To illustrate the difference, here's a 100% crop from the centre of a negative (roughly 1/8 of the negative area) scanned with the Epson V370 at 2400x2400dpi (what I gather to be its native resolution, i.e. no interpolation):

Here's the same thing, using a digital camera (Fuji X-E1 with Minolta MD W.Rokkor 28mm f/2.8 and 14mm extension tube, shot at f/8 unless I misremember):

All I've done in both cases is the crop: there's no sharpening, no playing with the curves, and no inversion. (Film was Fomapan 400 rated at EI400, developed in Ilfotec DD-X.)
If you don't have access to a proper light table, you can try shining some light onto a diffusing surface (a somewhat opaque screen of some kind) and place the negatives against this surface. If you have a tablet computer, you could even try and make it display a blank white screen and view your negatives against that. A more professional apparatus is desirable, but these tricks go a long way.
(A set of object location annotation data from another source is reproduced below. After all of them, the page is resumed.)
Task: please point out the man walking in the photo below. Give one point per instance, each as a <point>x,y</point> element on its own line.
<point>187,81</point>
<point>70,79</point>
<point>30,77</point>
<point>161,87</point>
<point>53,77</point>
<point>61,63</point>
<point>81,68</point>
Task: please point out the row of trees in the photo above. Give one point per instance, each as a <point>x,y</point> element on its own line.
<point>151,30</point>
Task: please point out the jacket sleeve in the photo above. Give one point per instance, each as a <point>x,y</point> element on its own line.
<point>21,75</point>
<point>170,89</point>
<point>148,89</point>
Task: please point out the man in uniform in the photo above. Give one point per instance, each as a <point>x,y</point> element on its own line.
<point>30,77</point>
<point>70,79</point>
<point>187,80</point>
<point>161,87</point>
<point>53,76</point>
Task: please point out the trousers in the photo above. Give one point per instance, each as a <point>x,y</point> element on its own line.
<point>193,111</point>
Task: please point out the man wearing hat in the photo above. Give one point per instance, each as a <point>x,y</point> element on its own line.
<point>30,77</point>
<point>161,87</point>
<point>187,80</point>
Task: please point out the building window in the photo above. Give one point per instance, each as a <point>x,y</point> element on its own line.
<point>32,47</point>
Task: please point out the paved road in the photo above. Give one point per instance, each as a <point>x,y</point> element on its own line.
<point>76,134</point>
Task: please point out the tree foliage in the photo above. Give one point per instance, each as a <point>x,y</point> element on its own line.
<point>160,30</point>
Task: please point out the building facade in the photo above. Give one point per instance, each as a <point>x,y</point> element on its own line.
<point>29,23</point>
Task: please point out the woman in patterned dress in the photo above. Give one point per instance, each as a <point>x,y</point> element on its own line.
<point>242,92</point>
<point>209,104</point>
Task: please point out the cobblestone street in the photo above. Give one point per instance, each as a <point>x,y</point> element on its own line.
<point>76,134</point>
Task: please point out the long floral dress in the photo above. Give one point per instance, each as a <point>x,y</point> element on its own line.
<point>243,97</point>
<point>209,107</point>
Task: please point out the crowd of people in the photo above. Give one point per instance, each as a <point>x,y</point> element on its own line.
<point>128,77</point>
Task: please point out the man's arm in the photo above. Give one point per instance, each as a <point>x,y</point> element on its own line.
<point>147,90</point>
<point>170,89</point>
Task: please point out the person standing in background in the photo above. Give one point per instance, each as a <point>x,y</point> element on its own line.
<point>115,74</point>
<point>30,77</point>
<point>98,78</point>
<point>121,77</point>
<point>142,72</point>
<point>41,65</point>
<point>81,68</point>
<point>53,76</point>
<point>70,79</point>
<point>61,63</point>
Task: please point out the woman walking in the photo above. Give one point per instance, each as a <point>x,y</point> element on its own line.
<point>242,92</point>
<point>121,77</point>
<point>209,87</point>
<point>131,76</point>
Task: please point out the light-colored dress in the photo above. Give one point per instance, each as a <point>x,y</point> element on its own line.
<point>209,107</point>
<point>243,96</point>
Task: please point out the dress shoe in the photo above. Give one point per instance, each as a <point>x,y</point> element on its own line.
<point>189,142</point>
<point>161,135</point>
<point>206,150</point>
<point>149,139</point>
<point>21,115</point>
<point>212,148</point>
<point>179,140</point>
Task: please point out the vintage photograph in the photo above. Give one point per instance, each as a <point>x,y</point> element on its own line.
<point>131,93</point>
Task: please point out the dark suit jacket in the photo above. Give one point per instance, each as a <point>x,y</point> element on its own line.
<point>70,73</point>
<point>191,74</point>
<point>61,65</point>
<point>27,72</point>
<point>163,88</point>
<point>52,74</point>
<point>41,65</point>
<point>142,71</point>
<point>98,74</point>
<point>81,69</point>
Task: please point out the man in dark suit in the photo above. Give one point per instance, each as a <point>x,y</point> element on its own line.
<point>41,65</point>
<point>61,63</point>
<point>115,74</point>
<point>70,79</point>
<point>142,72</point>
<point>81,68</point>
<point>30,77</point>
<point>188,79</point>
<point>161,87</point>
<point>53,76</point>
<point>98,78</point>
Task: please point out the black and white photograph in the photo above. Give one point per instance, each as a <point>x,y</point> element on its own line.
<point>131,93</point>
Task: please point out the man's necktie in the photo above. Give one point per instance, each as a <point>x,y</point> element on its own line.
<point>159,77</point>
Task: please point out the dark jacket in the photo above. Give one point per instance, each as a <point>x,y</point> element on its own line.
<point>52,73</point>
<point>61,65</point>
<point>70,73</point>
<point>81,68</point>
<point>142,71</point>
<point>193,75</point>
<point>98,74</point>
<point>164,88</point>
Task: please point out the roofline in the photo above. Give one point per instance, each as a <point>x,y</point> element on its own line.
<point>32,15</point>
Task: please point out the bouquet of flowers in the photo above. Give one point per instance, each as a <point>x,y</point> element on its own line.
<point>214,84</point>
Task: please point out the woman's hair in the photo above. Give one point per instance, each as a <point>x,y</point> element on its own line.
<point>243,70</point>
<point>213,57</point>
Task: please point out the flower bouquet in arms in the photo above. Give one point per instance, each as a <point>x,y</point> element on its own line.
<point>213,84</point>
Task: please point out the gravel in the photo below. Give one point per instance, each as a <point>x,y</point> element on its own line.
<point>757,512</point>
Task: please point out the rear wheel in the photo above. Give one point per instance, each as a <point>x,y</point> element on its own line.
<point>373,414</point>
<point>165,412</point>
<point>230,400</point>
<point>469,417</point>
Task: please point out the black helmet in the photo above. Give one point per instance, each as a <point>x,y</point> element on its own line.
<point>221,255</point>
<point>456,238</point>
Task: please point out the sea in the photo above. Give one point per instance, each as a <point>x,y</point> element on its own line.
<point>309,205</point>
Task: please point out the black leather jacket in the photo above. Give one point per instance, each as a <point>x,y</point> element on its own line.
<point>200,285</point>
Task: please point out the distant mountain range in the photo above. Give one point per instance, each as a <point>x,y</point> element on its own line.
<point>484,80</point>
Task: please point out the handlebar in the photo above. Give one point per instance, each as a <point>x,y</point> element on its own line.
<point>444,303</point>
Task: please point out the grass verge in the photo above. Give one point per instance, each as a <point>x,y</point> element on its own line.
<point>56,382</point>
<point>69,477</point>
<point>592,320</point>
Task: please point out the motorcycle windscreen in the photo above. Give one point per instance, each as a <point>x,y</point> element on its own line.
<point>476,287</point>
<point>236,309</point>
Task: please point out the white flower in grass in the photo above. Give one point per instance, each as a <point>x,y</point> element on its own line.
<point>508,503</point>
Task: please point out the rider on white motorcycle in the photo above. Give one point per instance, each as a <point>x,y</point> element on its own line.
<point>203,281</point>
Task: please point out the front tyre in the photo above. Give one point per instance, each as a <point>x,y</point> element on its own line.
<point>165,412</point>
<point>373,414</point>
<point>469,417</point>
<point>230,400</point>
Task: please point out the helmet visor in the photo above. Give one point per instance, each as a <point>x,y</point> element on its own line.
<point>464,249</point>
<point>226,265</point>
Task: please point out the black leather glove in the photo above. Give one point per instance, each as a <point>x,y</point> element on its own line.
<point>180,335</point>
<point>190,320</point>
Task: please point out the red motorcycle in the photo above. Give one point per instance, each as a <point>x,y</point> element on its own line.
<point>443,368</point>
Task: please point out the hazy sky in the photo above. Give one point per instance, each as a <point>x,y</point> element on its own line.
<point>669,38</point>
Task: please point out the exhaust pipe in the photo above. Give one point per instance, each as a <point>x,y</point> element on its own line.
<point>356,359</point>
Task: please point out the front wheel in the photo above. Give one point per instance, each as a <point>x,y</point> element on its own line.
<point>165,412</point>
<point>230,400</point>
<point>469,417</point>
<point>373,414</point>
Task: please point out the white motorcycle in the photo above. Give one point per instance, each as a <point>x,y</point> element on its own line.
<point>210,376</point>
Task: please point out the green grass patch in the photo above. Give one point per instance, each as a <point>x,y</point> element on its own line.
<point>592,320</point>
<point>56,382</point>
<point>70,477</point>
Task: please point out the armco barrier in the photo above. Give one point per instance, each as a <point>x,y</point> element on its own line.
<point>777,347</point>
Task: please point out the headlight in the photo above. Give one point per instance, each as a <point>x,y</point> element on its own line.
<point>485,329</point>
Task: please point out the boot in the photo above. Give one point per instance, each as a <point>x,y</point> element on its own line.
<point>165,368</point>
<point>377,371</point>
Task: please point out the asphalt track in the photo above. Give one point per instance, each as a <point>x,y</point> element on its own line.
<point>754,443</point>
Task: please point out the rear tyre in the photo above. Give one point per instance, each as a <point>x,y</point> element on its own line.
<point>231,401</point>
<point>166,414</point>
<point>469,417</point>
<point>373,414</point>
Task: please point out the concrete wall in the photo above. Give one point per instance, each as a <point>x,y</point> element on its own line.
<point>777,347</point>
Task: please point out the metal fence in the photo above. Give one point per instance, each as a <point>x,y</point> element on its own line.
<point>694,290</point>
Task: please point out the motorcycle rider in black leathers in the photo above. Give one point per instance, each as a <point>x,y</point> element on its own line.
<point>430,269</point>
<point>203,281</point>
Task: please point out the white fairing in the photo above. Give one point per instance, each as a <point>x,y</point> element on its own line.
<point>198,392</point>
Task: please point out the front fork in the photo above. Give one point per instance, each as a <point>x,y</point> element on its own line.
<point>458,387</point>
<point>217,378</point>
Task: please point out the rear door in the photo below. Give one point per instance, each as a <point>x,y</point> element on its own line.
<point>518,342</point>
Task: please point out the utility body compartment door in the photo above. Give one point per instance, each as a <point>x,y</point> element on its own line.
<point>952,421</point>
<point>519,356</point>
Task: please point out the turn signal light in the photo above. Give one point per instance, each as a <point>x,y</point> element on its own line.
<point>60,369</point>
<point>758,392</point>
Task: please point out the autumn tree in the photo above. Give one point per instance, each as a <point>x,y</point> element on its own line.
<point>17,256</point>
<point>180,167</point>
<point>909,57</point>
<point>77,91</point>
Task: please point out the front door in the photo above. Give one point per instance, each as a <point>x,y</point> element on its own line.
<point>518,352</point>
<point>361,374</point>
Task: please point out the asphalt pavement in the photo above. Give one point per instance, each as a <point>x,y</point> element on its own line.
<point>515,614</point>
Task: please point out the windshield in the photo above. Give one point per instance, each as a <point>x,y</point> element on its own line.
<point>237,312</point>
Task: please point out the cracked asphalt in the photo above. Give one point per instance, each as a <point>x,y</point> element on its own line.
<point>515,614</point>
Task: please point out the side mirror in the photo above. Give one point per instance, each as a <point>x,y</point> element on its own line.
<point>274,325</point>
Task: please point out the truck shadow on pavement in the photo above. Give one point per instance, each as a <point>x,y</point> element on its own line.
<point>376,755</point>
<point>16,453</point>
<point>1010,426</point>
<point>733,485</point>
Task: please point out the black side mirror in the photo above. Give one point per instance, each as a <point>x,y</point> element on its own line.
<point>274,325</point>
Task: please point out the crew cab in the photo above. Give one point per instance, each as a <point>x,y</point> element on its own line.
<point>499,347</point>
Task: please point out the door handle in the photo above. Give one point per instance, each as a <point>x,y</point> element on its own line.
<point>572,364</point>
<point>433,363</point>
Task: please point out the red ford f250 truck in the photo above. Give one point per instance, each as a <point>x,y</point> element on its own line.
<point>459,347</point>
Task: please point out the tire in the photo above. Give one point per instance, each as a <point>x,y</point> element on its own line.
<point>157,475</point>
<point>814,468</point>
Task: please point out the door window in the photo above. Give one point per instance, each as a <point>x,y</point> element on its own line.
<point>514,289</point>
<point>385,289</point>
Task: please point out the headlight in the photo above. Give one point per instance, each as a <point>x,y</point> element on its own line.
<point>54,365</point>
Finally, the quality of a negative is not entirely an objective matter. What is the intended use of the negatives? Will you make silver prints from them? (If so, will you be using a condenser or a diffuser enlarger?) Will you scan them for display on the web? (If so, is it important to have a high-resolution version available?) Will you scan them to make ink prints? Or something else entirely? Slightly different qualities in the negative may be desirable under different circumstances. Some people also prefer more contrasty negatives than others, and this is an aesthetic preference more than anything else. I, for instance, like the photo you posted very much and don't mind the loss of shadow detail in the tree trunks, but others would object. (Though I suspect that the scanner may be responsible for at least some of that loss of dynamic range – take a direct look at the negatives and you may be surprised!)